While the epidemic in Thailand and elsewhere in Southeast Asia is not nearly as severe as that in sub-Saharan Africa, the problem is significant, especially because HIV/AIDS largely affects young adults, the study by the Institute for Health Metrics and Evaluation (IHME) at the University of Washington said.
The study, which appeared in the peer-reviewed journal AIDS, examines the impact of HIV/AIDS in terms of “disability-adjusted life years”, a measurement which combines years of life lost to premature death with years lived with disability.
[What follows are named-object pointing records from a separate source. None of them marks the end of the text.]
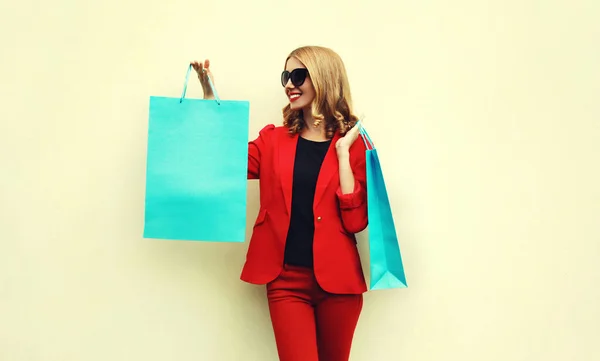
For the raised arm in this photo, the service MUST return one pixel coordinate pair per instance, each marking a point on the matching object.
(256, 149)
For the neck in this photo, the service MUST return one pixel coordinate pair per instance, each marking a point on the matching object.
(311, 131)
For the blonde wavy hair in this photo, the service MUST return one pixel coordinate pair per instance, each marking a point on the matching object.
(333, 100)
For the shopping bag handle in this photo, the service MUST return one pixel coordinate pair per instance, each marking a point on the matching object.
(365, 136)
(212, 86)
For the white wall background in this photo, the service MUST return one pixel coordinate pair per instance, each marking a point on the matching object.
(492, 165)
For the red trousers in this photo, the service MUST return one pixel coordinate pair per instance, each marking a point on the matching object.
(309, 323)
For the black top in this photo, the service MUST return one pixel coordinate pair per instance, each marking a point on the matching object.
(307, 164)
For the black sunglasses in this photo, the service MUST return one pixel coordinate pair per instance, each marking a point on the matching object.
(297, 76)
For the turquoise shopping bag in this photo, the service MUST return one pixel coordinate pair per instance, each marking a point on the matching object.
(196, 170)
(387, 269)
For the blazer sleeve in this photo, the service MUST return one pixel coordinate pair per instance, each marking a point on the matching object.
(256, 148)
(353, 206)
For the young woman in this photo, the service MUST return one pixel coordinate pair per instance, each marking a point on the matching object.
(312, 202)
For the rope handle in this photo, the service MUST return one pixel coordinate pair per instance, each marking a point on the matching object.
(212, 86)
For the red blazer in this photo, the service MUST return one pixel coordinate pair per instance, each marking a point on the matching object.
(337, 265)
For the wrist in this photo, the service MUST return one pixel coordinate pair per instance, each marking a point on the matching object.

Thailand remains one of the countries most severely affected by HIV/AIDS, despite a strong public health response and a fall of nearly 59 percent in deaths since the peak of the epidemic in 2000, the study said.
In 2011, there were 490,000 people living with HIV in Thailand and 23,000 died from AIDS, according to UNAIDS, the United Nations agency for HIV/AIDS. The IHME says HIV/AIDS is responsible for 4.4 percent of all deaths in Thailand.
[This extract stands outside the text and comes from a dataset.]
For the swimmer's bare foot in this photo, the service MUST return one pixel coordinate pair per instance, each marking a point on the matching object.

Thailand has reduced HIV infections among sex workers through its 100 percent condom campaign in brothels, but has had less success in controlling HIV among two other at-risk groups: intravenous drug users and male homosexuals.
The IHME said there were “no intervention efforts directed” at drug users. The prevalence of HIV among gay men in the Thai capital Bangkok has risen from around 17 percent in 2003 to almost 30 percent in 2011.
“Thailand has made good progress in reducing HIV/AIDS deaths but there’s more to be done,” Dr. Theo Vos, Professor of Global Health at IHME, said in a statement.
The IHME said HIV/AIDS is the leading cause of disease in 21 countries concentrated in four regions: Eastern and Southern Africa, Central Africa, the Caribbean, and Thailand.
REGION’S MAJOR HEALTH CHALLENGE
“HIV is on the rise for a number of countries in Southeast Asia,” Katrina F. Ortblad, IHME researcher and lead author of the study, told Thomson Reuters Foundation.
Five of the 12 Southeast Asian countries with HIV/AIDS epidemics - Indonesia, Laos, the Philippines, Sri Lanka and Vietnam - have rising HIV/AIDS death rates, she said.
Most of the countries “have historically had very small outbreaks, and not full-blown epidemics”, she said. “These countries would be wise to ramp up prevention strategies now, before the epidemic becomes more widespread.”
According to UNAIDS, nearly 5 million people in Asia were living with HIV in 2011, of whom 4 million are in South and Southeast Asia.
In most Southeast Asian countries, the epidemic is concentrated in particular populations, and UNAIDS says injecting drug users, men who have sex with men and sex workers and their clients have accounted for most of the new infections.
Yet national AIDS programmes in Asia often fail to prioritise those most at risk of infection, activists say, even as ongoing transmission to the female partners of drug users and the clients of sex workers is becoming apparent.
The study said the number of AIDS deaths increased in 98 countries from 2006 to 2010.
“Although many of these countries have small epidemic burdens, greater attention and allocation of resources may need to be directed in these settings,” it said.
“Despite progress, the message is clear: HIV/AIDS is not gone.”